What's the difference between being socially engaged and projecting your own delusions onto an already confused, difficult situation and making it worse? I've been thinking about this lately. I should, too, as someone who has spent three decades now bellyaching about injustice in private journals, blogs, and (on the odd occasion somebody had the patience to listen to me) in conversation.
Everyone thinks they're right after all. David Cameron isn't a wicked man bent on sucking everything decent out of the world. Margaret Thatcher believed she was right and that what she was doing was beneficial to the nation and the world. I do think she was blind to something privately vengeful in herself, but that's just my opinion, even if I recognise the same thing in myself and I'm not, therefore, accusing her of anything that doesn't taint myself as well.
The Israelis think they're right blockading Gaza. The terrorists operating inside Gaza, firing rockets into Israel, think they're right to do that. Mystifyingly, even the people who hijacked the planes on 9/11 thought there was a redeeming purpose to their act, however much of a violation of every standard of decency and respect for life it might have seemed to the rest of us.
I don't really want to be just another angry voice snarling in cyberspace at everybody who doesn't agree with me. It just roots others in their opinions anyway, and limits the possibility of constructive dialogue. And without dialogue between opposing factions all you get is mistrust, violence and war. And what the hell do I know about anything? I can't even get my tv to work.
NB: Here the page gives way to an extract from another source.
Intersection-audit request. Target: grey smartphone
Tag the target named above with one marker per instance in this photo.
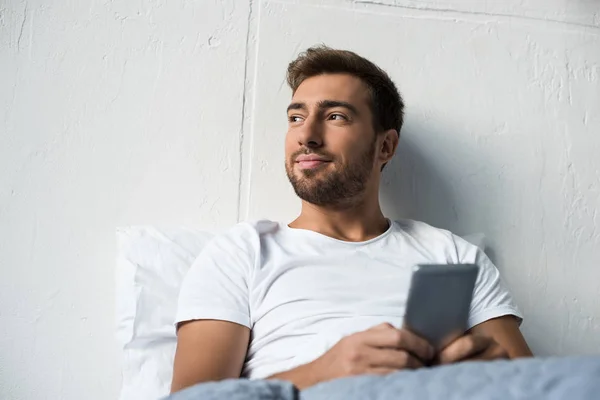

A socially engaged person, if he or she really wants to do some good in the world, speaks less and acts more, I think. If I have any ability with words (and you'll hear differing opinions on that one), I can use it to bring attention to people and animals and places that need your help, but perhaps I should stop poisoning your good will in advance by ranting about the enemy (again, a matter of perspective) as if I had rabies.